Late in the nineties, a new group of residents began to move into the town. They weren’t concerned about schools, they had disposable incomes and the means to set up small businesses and the clientele to support them—they were gay. By the summer of 2007, they established themselves as permanent residents of Asbury Park, welcomed by the town as a tax paying minority group who improved property and enlarged the tax base.
Along Cookman Avenue, the once fashionable shopping district, boarded up storefronts reopened and turned into galleries, smart restaurants, and trendy boutiques. This brought back business from the straight citizens of the surrounding towns and slowly but surely, Asbury Park was turning chic. We used to go visit the boardwalk just to walk by the ocean on a regular basis.
After our walk along the boards, we usually strolled down Cookman Avenue to see what was new or to find somewhere for lunch. That day we found a cute little eatery that was doing a bustling brunch business. We stopped and ate. Throughout the restaurant were paintings on the walls from the local galleries. The one just behind my husband’s head caught my attention; indeed, I could say it caught my imagination. It was a poignant study of a young man’s face. The artist put it that indefinable something extra into the portrait. The young man’s eyes held the weight of the world. He was frightened, yet quietly resigned to something. I knew I had to have that painting. My husband sat through lunch watching me stare at a point somewhere above his left ear. When he asked me a question for the third time, he finally said in exasperation, “Where are you?”
“Look on the wall in back of you,” I answered. All of a sudden, he was as caught up in the painting as I was. We discretely checked the name of the gallery on the tag and, to our delight, it was only two doors away. We were there as soon as we paid our check. The owner of the gallery told us that their resident artist had done the painting on a board during his student days. He had painted it from a photograph. The compelling young man in the photo was Syd Barrett of Pink Floyd. I did not care who he was. I wanted the portrait. Leaving my husband to settle the details, I went to study my latest acquisition and after about fifteen minutes, I knew there was a story in that picture and it was not Syd’s story. However, I still did not know whose story it was. He was a rocker, from sometime in the late eighties to the early nineties, but I had no plot, just a face. I brought the painting home and wrapped it carefully. We were in the middle of packing up and moving from New Jersey to New Mexico primarily for my health. I have a joint disease that thrives in the humidity of the Jersey Shore, but dies in the high desert.
When we unpacked, I put my painting of Syd Barrett right across from the chair in my office where I usually sat while I wrote. I finished The Sarran Plague and was in the process of editing it for publication. The radio was on and Jon Bon Jovi’s "Make a Memory" came on the radio. I absently listened to the song while doing my edits but my subconscious mind heard something that my ear did not. The next time I heard the song, I was in the car and my husband was driving. I could listen carefully to the lyrics. Syd’s painting now had a story. With a little bit of imagination and an application of my particular writing niche the song became Shattered Glass, a work in progress.
Here is my blurb for the story— Liam and Milo, two former members of a mega band, are about to confront each other six years after the end of their love affair broke up the band.
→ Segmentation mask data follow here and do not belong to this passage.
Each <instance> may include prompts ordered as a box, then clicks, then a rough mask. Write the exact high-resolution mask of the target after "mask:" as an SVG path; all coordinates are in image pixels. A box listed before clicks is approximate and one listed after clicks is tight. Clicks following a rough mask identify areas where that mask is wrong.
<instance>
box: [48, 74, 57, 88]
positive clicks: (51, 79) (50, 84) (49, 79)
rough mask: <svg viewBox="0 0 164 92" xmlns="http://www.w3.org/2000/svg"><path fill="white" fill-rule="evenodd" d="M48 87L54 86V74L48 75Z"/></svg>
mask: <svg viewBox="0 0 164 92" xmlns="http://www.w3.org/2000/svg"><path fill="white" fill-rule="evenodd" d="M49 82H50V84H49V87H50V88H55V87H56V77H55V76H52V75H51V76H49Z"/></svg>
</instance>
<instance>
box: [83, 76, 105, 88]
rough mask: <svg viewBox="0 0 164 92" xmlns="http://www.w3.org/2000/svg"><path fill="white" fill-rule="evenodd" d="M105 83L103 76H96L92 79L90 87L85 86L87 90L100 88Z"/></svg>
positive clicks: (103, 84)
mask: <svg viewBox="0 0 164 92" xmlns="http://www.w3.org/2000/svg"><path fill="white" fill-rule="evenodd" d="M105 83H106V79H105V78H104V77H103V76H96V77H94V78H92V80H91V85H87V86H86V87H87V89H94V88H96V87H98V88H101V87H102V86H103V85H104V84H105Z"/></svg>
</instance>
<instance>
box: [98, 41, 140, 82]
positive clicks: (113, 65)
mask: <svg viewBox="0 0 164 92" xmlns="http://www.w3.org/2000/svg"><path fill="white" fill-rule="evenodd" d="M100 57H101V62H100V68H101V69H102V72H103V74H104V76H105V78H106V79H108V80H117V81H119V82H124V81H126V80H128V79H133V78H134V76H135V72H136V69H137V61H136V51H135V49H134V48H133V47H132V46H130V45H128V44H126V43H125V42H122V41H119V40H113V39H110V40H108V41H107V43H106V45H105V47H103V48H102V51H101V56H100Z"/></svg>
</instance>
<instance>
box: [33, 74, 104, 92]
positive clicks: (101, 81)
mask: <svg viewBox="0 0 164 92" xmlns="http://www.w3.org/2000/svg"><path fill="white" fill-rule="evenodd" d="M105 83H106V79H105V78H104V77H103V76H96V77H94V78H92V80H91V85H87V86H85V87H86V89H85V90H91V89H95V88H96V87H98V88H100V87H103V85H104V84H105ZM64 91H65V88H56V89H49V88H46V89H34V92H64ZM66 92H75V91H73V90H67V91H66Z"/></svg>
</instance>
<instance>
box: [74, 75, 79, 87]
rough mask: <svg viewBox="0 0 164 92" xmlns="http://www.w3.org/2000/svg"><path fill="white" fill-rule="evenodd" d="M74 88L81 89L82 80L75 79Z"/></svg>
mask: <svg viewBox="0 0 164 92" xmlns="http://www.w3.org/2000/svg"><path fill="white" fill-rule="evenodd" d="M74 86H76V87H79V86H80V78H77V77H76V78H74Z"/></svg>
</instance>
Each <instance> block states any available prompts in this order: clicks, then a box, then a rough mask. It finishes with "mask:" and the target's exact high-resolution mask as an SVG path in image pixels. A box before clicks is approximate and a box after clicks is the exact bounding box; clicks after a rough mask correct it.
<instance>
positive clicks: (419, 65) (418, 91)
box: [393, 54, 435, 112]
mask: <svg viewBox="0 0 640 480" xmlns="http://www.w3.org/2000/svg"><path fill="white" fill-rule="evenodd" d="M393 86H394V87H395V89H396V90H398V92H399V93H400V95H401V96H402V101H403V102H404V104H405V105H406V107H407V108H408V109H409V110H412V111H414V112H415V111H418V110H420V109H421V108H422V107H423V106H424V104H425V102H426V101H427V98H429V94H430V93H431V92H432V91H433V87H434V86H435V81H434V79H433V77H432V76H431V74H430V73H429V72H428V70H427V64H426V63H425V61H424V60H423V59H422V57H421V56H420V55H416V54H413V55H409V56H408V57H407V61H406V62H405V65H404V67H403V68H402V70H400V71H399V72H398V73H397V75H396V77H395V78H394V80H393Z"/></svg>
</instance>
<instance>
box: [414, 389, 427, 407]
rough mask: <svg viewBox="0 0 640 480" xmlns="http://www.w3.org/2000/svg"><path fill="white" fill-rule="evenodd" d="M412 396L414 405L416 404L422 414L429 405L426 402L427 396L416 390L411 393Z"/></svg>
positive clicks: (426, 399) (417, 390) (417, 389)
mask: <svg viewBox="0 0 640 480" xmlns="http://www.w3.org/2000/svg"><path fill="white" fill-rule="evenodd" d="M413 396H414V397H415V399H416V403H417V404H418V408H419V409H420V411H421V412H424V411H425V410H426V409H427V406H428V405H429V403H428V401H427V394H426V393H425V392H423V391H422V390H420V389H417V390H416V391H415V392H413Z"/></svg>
But Milo will have to accept and publicly admit his sexual preferences and Liam will have to grow out of his role as the “little boy”, if they are going to reconcile their love for one another, overcome the meddling of a stalker who knows too much, and try to save their friend and former band mate Rick from a downward spiral into drug addiction.
I’m sure that this was not quite the story Jon Bon Jovi had in mind when he wrote the song. However, my painting of a young man who turned out to be Syd Barrett, coupled with a song from Bon Jovi and my move from the Jersey Shore to New Mexico gave me a book, Shattered Glass, which I hope will eventually be available at a website or bookstore near you sometime in the future.
Oh, and by the way, I located the photo from which the artist painted my painting. He is a very talented young man. The photo said nothing. The painting said everything.